Green Lantern may have been a poorly developed fantasy character with an overly dramatic costume and laughable motivation, but he spoke in complete sentences.
You could learn to read with comics, back in the day. It was natural to graduate from comics to more substantial reading, like novels – because it eventually dawned on us that comics were using up space with pictures, that could just as easily be occupied by MORE story! I say this, even though that very same artwork inspired my own desire to draw and illustrate – as much as the "all-word" books I graduated to gave me the desire to write.

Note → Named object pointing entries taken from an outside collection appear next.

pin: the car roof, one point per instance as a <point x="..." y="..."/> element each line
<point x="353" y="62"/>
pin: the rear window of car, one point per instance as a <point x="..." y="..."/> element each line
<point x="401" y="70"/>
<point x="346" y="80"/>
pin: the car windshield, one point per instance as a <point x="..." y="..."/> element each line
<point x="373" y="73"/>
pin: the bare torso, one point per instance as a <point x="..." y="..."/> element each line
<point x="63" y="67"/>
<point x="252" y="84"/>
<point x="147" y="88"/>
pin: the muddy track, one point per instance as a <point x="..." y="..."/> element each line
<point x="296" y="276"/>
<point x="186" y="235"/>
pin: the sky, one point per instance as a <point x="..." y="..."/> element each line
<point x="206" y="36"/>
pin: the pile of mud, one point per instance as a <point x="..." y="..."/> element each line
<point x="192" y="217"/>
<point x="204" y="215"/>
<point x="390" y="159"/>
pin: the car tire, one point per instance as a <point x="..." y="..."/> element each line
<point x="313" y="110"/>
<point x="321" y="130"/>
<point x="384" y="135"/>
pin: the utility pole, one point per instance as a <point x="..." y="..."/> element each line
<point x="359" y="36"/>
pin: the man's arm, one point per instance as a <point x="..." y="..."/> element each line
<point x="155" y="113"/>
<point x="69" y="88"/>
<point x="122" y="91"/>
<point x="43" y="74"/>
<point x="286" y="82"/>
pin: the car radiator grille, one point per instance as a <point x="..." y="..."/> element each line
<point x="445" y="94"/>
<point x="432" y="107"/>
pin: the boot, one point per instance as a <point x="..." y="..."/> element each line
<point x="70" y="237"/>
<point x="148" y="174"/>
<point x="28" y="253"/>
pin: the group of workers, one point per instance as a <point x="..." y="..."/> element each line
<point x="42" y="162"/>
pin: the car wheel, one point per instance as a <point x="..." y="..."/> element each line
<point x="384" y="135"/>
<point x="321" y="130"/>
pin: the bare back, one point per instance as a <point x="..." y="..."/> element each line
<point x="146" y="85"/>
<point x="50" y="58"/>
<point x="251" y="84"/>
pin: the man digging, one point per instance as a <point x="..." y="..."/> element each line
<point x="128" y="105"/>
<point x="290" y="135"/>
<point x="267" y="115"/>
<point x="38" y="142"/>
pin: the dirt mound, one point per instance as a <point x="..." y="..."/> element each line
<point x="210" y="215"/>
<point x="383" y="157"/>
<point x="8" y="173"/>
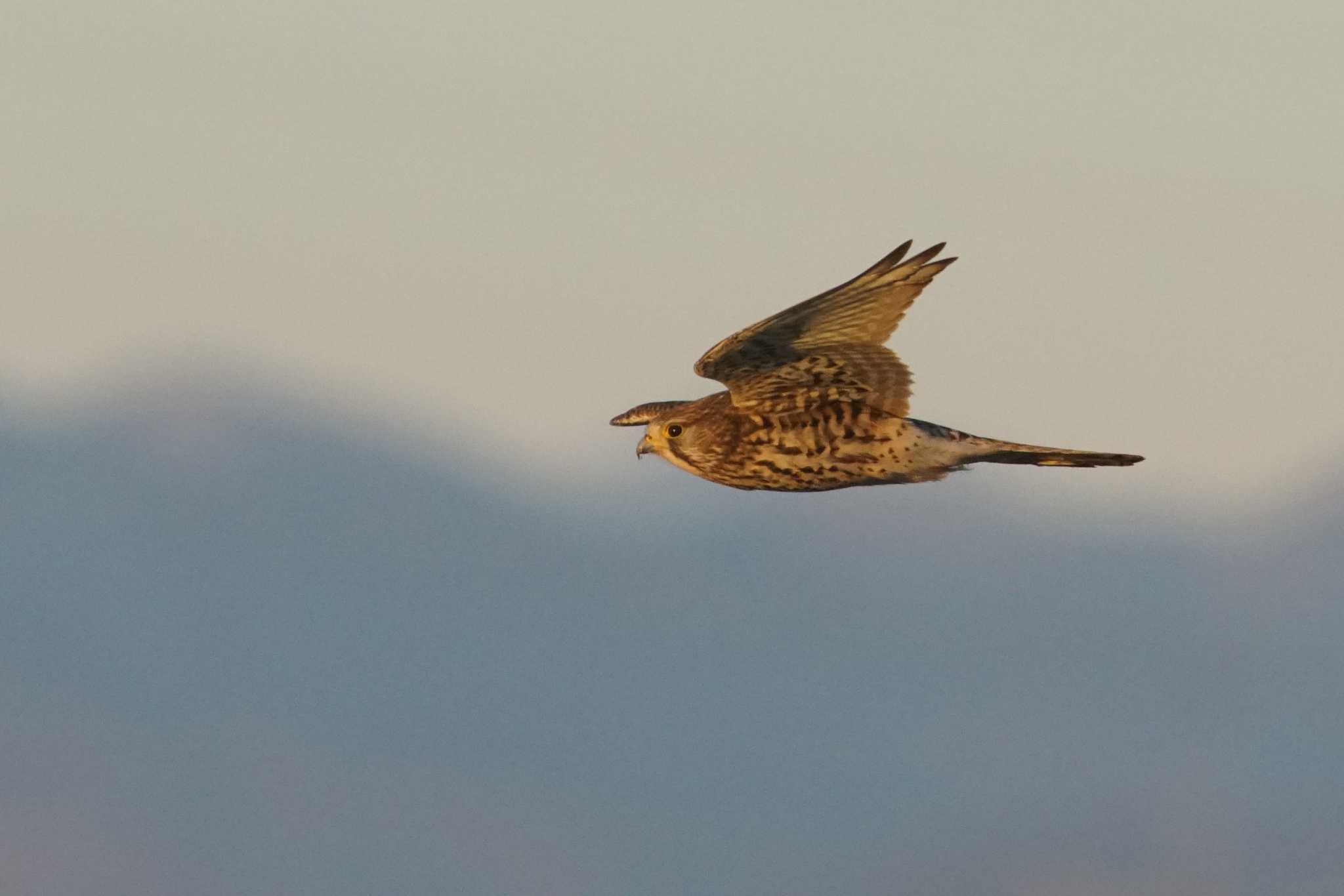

Today's comics are previews for a video game – or toy – or movie – or, you name it. They don't inspire, they sell. "Tie-ins" the industry calls them.
They have adopted the "manga" philosophy, which I interpret as feeding the eyes candy, while letting the brain starve. The style favors simplified yet preponderant illustrations, and as few words as possible. Some are barely strings of spelled-out grunts.
This is basically a high-tech retreat to the age of cave drawings. And usually these books feature characters who have no basis in reality, other than having two arms and two legs – most times.
What a potent poison for a young mind in the formative stages. To matter in life, one must possess:
1. The visual appeal of the limpid-eyed nymph who lip-synced the opening song at the Beijing Olympics.
2. A martial-arts prowess somewhere at or above a Bruce Lee.
3. A badass wardrobe and a punk mane that holds it shape even in battle.
4. Futuristic toylike-but-lethal weaponry.
5. Most importantly, an indwelling mystical demon (don't leave the house without one) that grants you diety-like powers, in case items 1 thru 4 aren't enough to insure you a nice day.
Aren't there counseling groups for kids battling these very dysfunctional, narcissistic conceptions of reality? I mean the reality that kicks in, ready or not, when you wake up – not the reality that depends on a game control and a wild thumb technique.
Yeah, I read my share of Superman, Batman, Spiderman, Mad, Cracked, Creepy, et al., but just one ugly leap off the top of a playground slide, with a sheet around my neck, was enough to clue me in that the Man of Steel was just entertainment. The Fantastic Four never sent me into epileptic seizures.
Oh yeah, when I was a kid, comic books were 12¢ or 15¢. Ones with 100 pages, reprinting issues I may have missed, were a whopping 50¢.
Today in most bookstores, I need a $20 bill for a 70-page shelf-hog that will never be in paperback, can be read in 10 minutes thanks to 24-point size text, and claims to be the answer to life, the universe and everything. And I know it must be good because so many movers and shakers have endorsed it – 20 of those 70 pages are taken up by excerpts of their glowing reviews. This is reading?
No, it's bookselling, and that's... the secret.